Metteur en scène singulier, pour toujours attaché à la scène théâtrale du Mans, François Tanguy s’est éteint. Dans ses scénographies à l’équilibre savant, François Tanguy faisait dialoguer jeux d’ombres et de lumières, musiques envoûtantes et puissance poétique pour nous offrir, pendant plus de trente ans, des spectacles à l’aura unique.
Né à Caen, c’est au Mans que François Tanguy s’installe et dirige depuis les années 1980 la compagnie du Théâtre du Radeau avant d’y créer La Fonderie, en 1992. Par la magie du collectif, cet ancien garage devient un lieu vibrant dédié à l’art, au partage, à l’expérimentation et à la résistance face aux idées reçues. « Je ne fais pas du théâtre pour que mes spectacles montrent des points de vue sur les choses, le point de vue est le spectacle lui-même » confie-t-il ainsi. Parmi les aventures théâtrales qui s’y sont succédées, des spectacles bouleversants, éminemment libres nous restent en mémoire à l’instar de Jeu de Faust (1987), Chants de bouc (1991), Choral (1994), Batailles du Tagliamento (1996), Les Cantates (2001), Coda (2004), Passim (2013), Soubresaut (2016) ou Item (2019).
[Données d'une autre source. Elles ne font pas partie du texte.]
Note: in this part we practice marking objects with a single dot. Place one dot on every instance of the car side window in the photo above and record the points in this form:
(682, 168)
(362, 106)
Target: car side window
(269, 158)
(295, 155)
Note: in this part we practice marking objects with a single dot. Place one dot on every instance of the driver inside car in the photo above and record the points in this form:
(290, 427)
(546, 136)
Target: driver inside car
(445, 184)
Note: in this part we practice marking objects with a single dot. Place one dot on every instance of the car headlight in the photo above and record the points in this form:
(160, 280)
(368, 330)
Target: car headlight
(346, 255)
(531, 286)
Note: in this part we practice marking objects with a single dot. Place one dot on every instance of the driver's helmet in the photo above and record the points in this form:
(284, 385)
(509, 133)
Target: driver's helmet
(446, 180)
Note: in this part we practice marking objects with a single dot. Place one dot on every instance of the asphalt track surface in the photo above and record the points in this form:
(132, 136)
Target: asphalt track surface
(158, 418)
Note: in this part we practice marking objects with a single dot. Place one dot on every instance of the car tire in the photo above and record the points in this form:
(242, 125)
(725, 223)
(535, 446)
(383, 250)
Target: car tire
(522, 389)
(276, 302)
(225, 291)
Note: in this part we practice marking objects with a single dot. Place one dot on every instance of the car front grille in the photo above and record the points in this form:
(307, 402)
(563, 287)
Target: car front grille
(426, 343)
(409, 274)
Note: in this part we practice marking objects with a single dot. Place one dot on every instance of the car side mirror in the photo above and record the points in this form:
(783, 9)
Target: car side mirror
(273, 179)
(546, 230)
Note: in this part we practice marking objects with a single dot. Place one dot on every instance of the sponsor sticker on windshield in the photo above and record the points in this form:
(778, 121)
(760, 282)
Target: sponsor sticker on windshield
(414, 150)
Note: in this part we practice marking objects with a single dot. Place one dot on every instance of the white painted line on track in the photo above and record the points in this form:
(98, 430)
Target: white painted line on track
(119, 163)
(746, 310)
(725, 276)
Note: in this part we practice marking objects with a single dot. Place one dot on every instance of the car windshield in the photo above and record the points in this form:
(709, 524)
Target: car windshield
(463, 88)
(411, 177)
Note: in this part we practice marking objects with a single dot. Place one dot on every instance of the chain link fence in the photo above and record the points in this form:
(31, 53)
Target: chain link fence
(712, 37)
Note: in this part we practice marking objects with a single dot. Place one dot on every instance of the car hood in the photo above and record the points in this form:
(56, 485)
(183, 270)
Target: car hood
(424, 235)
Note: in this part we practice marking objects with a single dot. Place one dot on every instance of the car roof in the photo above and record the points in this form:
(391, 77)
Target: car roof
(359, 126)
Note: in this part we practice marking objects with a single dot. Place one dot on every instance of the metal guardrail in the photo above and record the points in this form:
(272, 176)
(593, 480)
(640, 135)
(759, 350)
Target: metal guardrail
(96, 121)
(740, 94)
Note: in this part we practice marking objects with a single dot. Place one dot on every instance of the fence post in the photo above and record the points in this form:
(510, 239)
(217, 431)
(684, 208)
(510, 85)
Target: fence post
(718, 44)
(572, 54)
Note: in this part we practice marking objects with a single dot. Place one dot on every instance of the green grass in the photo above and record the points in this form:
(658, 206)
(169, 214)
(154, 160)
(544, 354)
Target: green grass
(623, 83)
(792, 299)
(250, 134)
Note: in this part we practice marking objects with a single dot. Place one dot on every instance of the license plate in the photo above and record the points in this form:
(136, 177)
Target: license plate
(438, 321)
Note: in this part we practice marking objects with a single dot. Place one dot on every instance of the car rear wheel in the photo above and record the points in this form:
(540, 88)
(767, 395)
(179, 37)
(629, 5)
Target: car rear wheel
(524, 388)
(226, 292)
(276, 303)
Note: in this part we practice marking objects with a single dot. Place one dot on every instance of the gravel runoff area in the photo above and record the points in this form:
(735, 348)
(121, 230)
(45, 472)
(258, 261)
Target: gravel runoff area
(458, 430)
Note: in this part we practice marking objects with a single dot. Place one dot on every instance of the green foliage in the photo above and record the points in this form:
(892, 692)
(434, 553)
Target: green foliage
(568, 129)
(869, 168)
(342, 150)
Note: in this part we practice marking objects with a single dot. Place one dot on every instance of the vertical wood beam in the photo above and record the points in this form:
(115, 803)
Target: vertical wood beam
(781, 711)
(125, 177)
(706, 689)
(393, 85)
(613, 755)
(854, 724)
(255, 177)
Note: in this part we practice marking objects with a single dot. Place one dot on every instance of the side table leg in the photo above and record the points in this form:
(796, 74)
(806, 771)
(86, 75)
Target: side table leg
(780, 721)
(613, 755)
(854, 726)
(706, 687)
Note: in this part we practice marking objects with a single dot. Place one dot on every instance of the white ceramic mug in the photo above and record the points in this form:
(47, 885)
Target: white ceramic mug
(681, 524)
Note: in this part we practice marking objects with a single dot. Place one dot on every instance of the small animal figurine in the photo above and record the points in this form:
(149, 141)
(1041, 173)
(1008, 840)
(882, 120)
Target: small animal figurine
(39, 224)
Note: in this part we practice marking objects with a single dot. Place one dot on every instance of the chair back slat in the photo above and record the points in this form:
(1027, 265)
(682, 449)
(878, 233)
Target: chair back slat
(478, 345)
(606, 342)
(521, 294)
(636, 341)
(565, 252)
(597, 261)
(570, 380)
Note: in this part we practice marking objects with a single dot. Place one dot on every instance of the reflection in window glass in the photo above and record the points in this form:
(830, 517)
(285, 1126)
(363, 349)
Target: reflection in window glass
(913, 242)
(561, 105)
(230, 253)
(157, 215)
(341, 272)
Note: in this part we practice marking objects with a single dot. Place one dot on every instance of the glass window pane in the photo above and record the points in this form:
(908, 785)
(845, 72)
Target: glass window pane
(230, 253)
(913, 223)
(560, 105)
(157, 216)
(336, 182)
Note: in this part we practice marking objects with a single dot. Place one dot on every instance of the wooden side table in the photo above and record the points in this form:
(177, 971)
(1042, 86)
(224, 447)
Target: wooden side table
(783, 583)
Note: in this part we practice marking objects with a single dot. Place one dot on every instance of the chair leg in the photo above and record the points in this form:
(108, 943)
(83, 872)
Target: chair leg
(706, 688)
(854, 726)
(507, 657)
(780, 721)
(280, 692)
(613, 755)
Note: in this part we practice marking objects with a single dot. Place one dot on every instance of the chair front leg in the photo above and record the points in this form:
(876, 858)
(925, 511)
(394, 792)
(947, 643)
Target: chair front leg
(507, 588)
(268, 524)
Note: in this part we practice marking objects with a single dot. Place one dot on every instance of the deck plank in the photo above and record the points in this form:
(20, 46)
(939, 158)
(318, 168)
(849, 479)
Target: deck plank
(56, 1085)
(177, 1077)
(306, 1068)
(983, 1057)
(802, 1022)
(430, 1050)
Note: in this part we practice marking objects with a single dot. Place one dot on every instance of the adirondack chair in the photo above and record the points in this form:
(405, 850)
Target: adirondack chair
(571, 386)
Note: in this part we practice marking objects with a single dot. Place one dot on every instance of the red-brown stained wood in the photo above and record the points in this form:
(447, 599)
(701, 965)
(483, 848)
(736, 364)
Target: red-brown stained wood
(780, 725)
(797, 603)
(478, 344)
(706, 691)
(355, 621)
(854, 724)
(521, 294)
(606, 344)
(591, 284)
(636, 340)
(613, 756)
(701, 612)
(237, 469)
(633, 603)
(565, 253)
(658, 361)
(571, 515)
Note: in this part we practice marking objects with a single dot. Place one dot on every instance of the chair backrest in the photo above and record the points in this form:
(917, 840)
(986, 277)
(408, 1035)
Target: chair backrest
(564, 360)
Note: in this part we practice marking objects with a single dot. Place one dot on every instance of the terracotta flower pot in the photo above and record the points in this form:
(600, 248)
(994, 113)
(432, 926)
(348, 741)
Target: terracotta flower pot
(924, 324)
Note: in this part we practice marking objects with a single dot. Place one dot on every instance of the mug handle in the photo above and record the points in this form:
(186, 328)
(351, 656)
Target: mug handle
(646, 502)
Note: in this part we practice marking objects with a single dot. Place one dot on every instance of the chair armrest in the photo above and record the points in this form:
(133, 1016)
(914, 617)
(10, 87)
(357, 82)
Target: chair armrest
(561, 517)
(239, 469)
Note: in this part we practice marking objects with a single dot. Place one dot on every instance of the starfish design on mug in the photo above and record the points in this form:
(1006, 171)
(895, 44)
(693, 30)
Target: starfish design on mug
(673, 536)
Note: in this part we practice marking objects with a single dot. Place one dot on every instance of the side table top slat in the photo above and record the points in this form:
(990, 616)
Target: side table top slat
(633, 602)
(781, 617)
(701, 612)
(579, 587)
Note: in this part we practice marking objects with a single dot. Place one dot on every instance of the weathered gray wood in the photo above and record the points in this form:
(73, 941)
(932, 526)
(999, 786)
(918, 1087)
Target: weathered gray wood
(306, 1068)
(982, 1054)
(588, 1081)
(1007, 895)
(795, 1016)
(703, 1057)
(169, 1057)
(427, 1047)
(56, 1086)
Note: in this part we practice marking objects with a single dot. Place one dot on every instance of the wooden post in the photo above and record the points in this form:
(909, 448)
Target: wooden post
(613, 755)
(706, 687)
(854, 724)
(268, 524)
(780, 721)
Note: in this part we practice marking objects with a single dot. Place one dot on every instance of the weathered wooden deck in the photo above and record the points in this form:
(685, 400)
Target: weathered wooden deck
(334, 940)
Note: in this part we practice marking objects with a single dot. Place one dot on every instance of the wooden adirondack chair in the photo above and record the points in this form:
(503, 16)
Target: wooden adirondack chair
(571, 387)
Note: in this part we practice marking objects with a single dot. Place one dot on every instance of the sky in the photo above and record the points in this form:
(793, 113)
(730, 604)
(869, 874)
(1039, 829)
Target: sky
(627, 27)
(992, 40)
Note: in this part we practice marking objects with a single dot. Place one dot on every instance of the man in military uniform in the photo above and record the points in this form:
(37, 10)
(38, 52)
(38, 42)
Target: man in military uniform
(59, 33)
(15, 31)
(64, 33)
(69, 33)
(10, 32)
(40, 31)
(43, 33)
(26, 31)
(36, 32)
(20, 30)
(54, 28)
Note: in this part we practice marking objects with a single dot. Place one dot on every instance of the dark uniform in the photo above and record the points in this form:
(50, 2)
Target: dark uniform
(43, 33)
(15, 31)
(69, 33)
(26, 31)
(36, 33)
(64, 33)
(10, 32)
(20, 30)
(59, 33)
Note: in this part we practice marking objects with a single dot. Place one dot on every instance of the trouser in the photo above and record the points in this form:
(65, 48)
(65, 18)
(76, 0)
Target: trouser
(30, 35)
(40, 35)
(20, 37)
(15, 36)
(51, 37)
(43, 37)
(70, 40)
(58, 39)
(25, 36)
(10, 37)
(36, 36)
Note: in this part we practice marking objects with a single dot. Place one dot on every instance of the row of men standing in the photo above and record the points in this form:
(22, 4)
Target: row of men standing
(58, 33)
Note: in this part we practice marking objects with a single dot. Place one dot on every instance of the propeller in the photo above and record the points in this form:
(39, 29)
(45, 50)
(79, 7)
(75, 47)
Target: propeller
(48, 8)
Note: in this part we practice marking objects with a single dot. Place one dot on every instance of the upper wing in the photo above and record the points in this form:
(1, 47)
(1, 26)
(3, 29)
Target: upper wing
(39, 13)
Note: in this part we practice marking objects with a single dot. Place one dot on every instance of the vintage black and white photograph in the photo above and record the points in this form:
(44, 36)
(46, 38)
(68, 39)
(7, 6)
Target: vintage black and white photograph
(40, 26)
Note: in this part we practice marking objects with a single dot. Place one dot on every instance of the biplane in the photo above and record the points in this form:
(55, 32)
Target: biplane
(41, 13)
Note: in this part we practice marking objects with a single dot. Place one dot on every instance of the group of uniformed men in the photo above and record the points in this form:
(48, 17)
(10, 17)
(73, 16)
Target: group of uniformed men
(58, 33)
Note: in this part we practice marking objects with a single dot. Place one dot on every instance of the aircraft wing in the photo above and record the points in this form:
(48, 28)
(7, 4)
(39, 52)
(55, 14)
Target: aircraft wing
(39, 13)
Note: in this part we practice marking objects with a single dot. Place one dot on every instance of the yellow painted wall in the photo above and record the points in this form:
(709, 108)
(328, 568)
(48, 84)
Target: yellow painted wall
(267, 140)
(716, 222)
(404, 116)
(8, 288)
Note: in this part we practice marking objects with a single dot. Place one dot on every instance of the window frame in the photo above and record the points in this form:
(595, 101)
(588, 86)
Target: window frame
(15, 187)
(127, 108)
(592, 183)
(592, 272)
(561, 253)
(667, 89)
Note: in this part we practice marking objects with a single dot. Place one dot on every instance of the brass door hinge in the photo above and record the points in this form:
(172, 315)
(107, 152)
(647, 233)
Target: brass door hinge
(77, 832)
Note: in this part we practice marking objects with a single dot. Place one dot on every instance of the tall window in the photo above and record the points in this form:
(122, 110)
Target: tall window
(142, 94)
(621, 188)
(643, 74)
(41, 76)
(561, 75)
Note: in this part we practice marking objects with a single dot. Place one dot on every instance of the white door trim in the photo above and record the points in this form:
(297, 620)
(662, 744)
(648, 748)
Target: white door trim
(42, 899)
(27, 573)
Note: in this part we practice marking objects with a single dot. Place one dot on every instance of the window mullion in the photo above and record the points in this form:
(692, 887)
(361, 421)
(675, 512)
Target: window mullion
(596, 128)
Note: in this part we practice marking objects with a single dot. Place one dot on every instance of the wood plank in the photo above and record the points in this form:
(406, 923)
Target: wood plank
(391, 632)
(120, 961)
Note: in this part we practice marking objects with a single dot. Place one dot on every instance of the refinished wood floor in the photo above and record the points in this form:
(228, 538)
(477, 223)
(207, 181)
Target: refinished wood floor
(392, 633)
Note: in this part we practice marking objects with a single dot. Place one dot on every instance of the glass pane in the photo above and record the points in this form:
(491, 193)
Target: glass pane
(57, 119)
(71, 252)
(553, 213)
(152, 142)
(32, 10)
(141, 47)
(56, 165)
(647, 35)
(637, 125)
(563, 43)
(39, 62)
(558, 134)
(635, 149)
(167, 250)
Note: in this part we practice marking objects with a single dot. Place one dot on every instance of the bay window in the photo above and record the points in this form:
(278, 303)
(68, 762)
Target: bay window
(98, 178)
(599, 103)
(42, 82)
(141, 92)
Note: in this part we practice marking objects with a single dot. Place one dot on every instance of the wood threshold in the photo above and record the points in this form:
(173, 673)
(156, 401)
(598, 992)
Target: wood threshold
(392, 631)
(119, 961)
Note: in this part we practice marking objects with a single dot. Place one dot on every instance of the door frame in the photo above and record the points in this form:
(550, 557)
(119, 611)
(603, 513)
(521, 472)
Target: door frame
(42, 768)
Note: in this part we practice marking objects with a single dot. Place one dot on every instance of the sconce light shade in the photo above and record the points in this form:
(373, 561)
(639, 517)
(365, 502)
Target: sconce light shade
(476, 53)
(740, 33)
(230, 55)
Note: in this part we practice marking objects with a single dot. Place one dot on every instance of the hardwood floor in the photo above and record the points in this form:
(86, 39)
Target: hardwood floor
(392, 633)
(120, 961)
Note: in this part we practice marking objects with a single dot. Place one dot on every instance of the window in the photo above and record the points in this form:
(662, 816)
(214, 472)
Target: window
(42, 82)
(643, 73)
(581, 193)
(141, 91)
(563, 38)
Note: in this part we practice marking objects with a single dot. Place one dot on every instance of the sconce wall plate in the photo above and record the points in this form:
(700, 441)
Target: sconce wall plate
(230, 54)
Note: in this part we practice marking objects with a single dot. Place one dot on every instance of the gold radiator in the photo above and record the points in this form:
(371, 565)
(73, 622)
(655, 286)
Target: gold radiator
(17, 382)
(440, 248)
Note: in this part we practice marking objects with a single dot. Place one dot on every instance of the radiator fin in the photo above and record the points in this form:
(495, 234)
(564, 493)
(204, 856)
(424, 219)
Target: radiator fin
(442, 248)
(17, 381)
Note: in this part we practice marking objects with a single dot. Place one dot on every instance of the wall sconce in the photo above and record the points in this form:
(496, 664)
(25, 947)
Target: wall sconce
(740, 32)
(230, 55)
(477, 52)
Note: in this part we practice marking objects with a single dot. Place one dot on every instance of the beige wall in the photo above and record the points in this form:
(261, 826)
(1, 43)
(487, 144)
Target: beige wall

Au-delà des murs de la Fonderie, le théâtre audacieux de François Tanguy a également réussi à traverser les frontières à l’occasion de plusieurs tournées internationales.
Dans chacune de ses pièces, François Tanguy a su réinventer des codes et un langage pour défendre, au plus près du public, un théâtre qui n’est pas « une simulation, mais une réalité, sensible, sensorielle ». Portant le nom d’un vent, sa dernière création, Par autan, pourrait ainsi à elle seule résumer le souffle qui n’a cessé de parcourir l’œuvre d’un homme de théâtre affamé de mouvements, d’incarnation et d’idées. Programmé cette saison au festival d’Automne, à Rennes, à Strasbourg, à Perpignan, à Caen et à Besançon, Par autan nous permettra de retrouver le temps d’une soirée à l’abri du monde le style et la pensée de ce grand monsieur du théâtre.
Salle de spectacle, la Fonderie est aussi un lieu de militantisme, ouvert sur le monde entier et prêt à l’accueillir. Pour en faire un espace de circulation des idées, François Tanguy mêle d’abord à dessein dans ses spectacles le recours aux textes antiques à l’écho des modernes. Dramaturges ou non, de Shakespeare à Kafka en passant par Hölderlin, les européens d’hier et aujourd’hui y ont droit de cité. Le silence s’y invite aussi parfois, comme en 1995 lorsque François Tanguy prend part à la grève de la faim initiée par la Cartoucherie suite à la découverte des massacres de Srebrenica. Attentifs aux évolutions et aux vicissitudes du monde alentour, François Tanguy a veillé à toujours lier sa pratique théâtrale et ses convictions politiques pour livrer au spectateur une œuvre absolue, poétique, engagée.
Nous perdons aujourd’hui un artiste entier, humaniste et sans concession. J’adresse à Laurence Chable sa co-directrice, à sa famille et à ses proches mes plus sincères condoléances.